According to the legend, the Burmese cats are descendants of cats that were worshiped in Burma (Myanmar) long ago. Nevertheless, their establishment as a breed started in 1930s with a female cat named Wong Mau.
The cat was transported from Burma to USA by Dr. Joseph Thompson for breeding purposes. As Dr. Thompson had only the female cat, he paired her with a Siamese cat named Tai Mau. As Tai Mau was a seal-point, only a few kittens were brown. Exactly these kittens were selected for further breeding work.

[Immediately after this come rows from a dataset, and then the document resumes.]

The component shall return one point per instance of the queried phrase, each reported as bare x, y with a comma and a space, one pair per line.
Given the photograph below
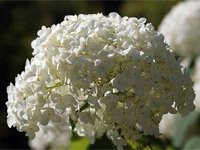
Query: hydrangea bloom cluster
54, 136
97, 74
181, 28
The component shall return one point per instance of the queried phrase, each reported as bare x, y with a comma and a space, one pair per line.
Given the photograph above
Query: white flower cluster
181, 28
51, 136
95, 74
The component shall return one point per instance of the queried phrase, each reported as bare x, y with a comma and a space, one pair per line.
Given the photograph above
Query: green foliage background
19, 23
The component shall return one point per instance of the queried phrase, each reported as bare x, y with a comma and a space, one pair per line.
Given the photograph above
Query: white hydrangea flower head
181, 28
97, 74
51, 136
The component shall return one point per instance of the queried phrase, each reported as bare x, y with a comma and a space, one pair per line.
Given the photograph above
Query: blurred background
19, 24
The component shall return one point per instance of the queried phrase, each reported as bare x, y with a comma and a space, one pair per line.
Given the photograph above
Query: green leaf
184, 126
193, 143
79, 144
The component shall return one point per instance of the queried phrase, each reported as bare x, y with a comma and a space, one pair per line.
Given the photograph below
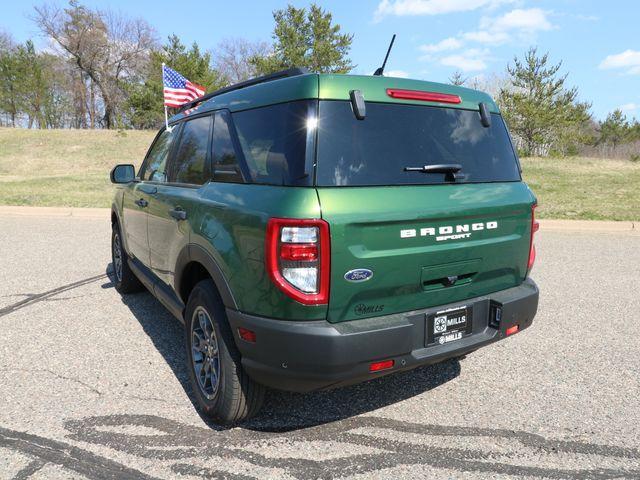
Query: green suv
313, 231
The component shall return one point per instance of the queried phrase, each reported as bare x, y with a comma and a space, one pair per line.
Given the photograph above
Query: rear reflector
247, 335
379, 366
512, 330
423, 96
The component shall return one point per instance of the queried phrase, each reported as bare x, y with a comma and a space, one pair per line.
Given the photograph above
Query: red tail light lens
535, 226
423, 96
298, 258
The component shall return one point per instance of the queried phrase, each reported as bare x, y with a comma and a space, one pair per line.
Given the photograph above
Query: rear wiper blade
450, 169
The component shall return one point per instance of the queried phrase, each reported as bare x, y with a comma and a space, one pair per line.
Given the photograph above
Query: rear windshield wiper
451, 170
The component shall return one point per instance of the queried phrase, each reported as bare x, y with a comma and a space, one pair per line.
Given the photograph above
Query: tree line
103, 70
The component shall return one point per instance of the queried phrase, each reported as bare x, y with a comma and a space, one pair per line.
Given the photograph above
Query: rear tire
223, 390
124, 278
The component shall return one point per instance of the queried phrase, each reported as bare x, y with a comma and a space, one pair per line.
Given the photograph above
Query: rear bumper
302, 356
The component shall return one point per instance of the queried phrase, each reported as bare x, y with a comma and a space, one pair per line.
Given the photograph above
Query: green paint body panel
335, 87
365, 233
374, 89
229, 221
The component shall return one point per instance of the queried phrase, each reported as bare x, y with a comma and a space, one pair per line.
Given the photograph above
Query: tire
124, 279
227, 395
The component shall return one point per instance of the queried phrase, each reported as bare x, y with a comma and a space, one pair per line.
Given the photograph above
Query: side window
190, 161
155, 168
225, 161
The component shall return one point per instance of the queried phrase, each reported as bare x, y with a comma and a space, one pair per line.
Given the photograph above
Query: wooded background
102, 69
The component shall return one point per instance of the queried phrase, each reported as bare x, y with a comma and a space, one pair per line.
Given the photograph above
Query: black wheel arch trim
195, 253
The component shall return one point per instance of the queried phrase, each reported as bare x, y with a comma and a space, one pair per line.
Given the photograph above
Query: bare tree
106, 47
457, 78
6, 42
232, 55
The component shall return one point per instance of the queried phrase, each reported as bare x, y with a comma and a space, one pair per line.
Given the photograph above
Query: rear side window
155, 168
224, 159
278, 142
375, 151
190, 163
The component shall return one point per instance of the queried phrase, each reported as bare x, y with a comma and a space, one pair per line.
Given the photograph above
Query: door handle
178, 213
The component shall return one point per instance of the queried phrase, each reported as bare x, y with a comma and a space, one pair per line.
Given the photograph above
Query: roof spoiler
291, 72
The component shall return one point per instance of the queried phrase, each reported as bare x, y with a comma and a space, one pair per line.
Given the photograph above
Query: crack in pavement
38, 297
29, 469
68, 456
177, 442
57, 375
90, 387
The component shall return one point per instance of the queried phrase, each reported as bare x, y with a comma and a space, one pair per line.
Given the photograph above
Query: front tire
124, 279
223, 390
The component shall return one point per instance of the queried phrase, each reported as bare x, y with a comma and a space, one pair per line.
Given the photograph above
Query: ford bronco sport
313, 231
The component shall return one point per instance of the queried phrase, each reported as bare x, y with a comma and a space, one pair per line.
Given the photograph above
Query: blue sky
598, 42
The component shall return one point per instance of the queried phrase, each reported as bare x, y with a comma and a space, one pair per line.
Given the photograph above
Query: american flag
177, 89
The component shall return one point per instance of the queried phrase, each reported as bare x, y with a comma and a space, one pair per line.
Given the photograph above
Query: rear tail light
298, 258
423, 96
535, 226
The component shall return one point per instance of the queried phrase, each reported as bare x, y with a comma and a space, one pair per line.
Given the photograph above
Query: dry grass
71, 168
64, 167
585, 188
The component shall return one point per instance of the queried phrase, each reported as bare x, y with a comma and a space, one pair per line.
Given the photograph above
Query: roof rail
291, 72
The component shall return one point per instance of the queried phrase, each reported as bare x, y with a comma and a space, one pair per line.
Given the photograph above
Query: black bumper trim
303, 356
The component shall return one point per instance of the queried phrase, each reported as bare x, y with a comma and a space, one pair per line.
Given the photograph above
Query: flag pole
166, 115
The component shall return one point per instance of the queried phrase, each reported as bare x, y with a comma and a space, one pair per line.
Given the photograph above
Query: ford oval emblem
358, 275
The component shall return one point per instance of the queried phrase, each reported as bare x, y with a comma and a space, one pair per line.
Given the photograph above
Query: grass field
71, 168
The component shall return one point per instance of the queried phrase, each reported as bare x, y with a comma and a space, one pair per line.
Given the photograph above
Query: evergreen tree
306, 38
615, 129
542, 114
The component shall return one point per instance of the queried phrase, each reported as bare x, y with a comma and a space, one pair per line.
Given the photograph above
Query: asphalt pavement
94, 385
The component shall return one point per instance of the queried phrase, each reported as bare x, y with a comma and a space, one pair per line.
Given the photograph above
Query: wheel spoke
203, 324
198, 342
205, 352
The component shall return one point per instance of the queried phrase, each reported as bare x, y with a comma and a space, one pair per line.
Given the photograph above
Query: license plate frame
450, 325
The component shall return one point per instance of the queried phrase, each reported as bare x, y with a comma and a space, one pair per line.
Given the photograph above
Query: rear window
277, 146
375, 151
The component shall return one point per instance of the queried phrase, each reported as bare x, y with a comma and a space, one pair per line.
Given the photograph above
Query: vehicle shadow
285, 411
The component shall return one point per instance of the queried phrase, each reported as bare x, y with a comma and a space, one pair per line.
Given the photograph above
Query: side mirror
357, 104
123, 173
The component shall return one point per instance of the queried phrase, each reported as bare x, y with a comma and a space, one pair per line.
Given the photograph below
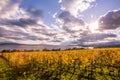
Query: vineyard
87, 64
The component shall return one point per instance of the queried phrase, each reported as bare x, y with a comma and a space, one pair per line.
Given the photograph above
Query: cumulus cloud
22, 22
110, 21
75, 6
35, 13
70, 23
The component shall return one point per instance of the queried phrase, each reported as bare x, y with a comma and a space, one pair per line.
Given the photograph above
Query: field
87, 64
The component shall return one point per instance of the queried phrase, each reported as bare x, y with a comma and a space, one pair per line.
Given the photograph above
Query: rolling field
88, 64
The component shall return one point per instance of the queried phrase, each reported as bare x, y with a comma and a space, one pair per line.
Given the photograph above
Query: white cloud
76, 6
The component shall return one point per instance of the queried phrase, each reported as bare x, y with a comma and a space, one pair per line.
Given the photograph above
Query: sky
60, 22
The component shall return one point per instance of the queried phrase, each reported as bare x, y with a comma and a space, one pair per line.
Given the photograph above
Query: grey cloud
20, 22
44, 31
35, 13
70, 22
110, 21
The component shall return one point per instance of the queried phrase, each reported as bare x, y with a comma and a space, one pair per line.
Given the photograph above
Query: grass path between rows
4, 69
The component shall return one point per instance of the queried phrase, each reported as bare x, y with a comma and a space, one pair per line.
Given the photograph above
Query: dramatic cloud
70, 23
20, 22
110, 21
75, 6
35, 13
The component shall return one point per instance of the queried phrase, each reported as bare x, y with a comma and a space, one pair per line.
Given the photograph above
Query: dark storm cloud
44, 31
17, 35
20, 22
95, 37
69, 22
110, 21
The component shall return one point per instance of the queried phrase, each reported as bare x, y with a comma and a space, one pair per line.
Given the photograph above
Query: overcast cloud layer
27, 25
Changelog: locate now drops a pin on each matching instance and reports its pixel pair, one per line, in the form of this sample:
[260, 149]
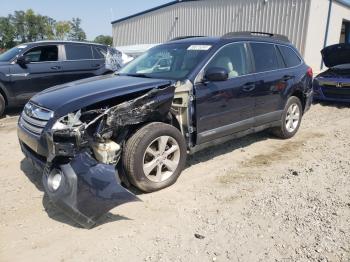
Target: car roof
[228, 39]
[61, 42]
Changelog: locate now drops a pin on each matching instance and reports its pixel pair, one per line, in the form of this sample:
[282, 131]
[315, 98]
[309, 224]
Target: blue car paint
[88, 189]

The Burmese were registered in CFA in 1936 but not for long as hybrid Burmese cats imported from Burma flooded USA ad CFA was forced to pull back the registration. Only in 1953, the Burmese were recognized as a breed once again.
The Burmese are active, affectionate and intelligent cats. Female cats are more playful while males are calmer.
Burmese cats are pretty much talkative, they are not shy in vocalizing to humans. Some say that they behave like dogs and even can fetch a ball for you.
Moreover, these cats are true gourmet. So, make sure your Burmese isn't overeating.
There are two standards of the Burmese – European Burmese and American Burmese. The European Burmese are slim, have longer bodies, large ears, almond-shaped eyes and triangle-shaped heads. While the American Burmese have round eyes, shorter body and shorter muzzle.
All Burmese cats are solid only, it means that there are no Burmese cats with patterns. Cats or red colors might have pattern though, however, due to genetic peculiarities of the red color only.
The European and the American Burmese have differences in health. The European Burmese are predisposed to diabetes mellitus while the American Burmese not. There are also hereditary predispositions to such conditions as hypokalaemia and feline orofacial pain syndrome.
Generally, the Burmese cats have a lifespan of 10-17 years and as in case of any other cat, they require annual wellness exams and well-balanced diet.